Minus 426
「それは――……もしかして僕が裕福だって言った言葉を信じてなかったって事かな?」
ニヤリと笑って答えになっている様ないない様な答えを返すジョンに、真央は思わず声を荒らげてしまう。
「当たり前でしょう! 貴方はビジネスを口実に好きな国を適当に放浪してるだけの『スチャラカ』ビジネスマンそのままだったのよ?」
「スチャ……カ? ――でも当たりだよ、ドクター・ヤナセ。
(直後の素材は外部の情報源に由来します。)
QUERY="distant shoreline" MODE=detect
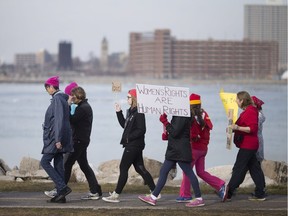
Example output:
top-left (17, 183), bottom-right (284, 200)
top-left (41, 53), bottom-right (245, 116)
top-left (0, 74), bottom-right (287, 85)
実際僕はそんなつもりで旅行してたんだからね?」
なぜが自慢げにのたまうジョンに対し、さらにヒートアップしてしまう真央。
「ならどうしてそんな人の言葉が信じられるのよ!」
「じゃあもしかして他の言葉も信じていないの?」
たたみかけるようなジョンの口調は真剣だったが、黙ってしまう真央を見て、その口元には悪戯っぽい笑みが浮かぶ。
「君に恋して――」
その先の言葉は、真央には必要なかった。
元から真央の気持ちは警戒水位を十メートルも超えた古いダムの様な状態で、今まで決壊していなかったのが奇跡なのだ。
真央はさっきからジョンが口を開く度に抱きしめたくて、その唇に触れたくて仕方がなかったのだから。
「ジョン!」
真央は両手でジョンの襟を掴み力任せに引き寄せ――。
「……会いたかったわ……」
……仰向けに倒れ込みつつキスをした。